12bit ADC will give us about 1.2mV per step:
5 / 4096 = 0.00122
But if we give Arduino a 1.2V voltage reference we get 1.1mV per step:
1.2 / 1024 = 0.00117
Does that means Arduino can be more accurate than a 12 bit ADC?
12bit ADC will give us about 1.2mV per step:
5 / 4096 = 0.00122
But if we give Arduino a 1.2V voltage reference we get 1.1mV per step:
1.2 / 1024 = 0.00117
Does that means Arduino can be more accurate than a 12 bit ADC?
In a word, no.
The Arduino uses a rather crude 10-bit ADC. If you feed it a small voltage reference, you can divide that small voltage into 1024 steps. (as you say, about 1.1mV/step)
If you feed the same small 1.2V reference voltage into a 12-bit ADC, you'll get 4 times as many steps for the same range. (about 293μV/step)
And, as mentioned before, the ADC's in Arduinos are not very good. They're slow, and not very accurate.

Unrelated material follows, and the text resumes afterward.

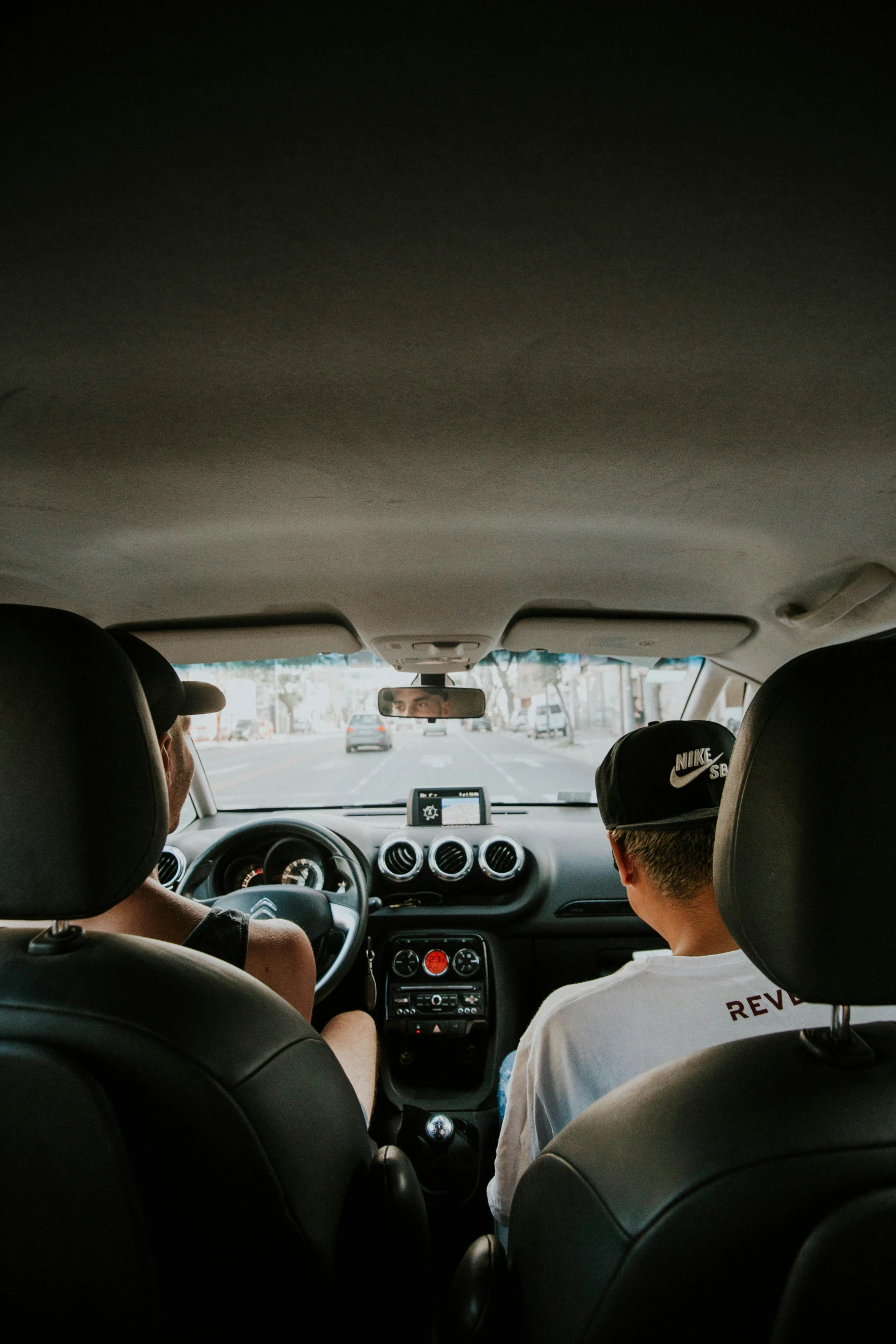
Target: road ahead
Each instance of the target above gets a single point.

(To be technical, precision is how exactly you DESCRIBE your answer. A decimal reading using more decimal places is more precise than a reading with less decimal places. Accuracy is how close the measured value is to the actual value. If you're sloppy with your measurements but use lots of decimal places to write it down, and the answer is very far off, you have a precise but inaccurate answer. (e.g you measure something as 1.0000001 millimeters, but it's really 2.5 mm.
A 12-bit ADC is more precise than a 10-bit ADC, but it may or may not be more accurate. Given the crude nature of the ADCs in Arduinos, a dedicated 12-bit ADC is likely to be more accurate than built-in one.)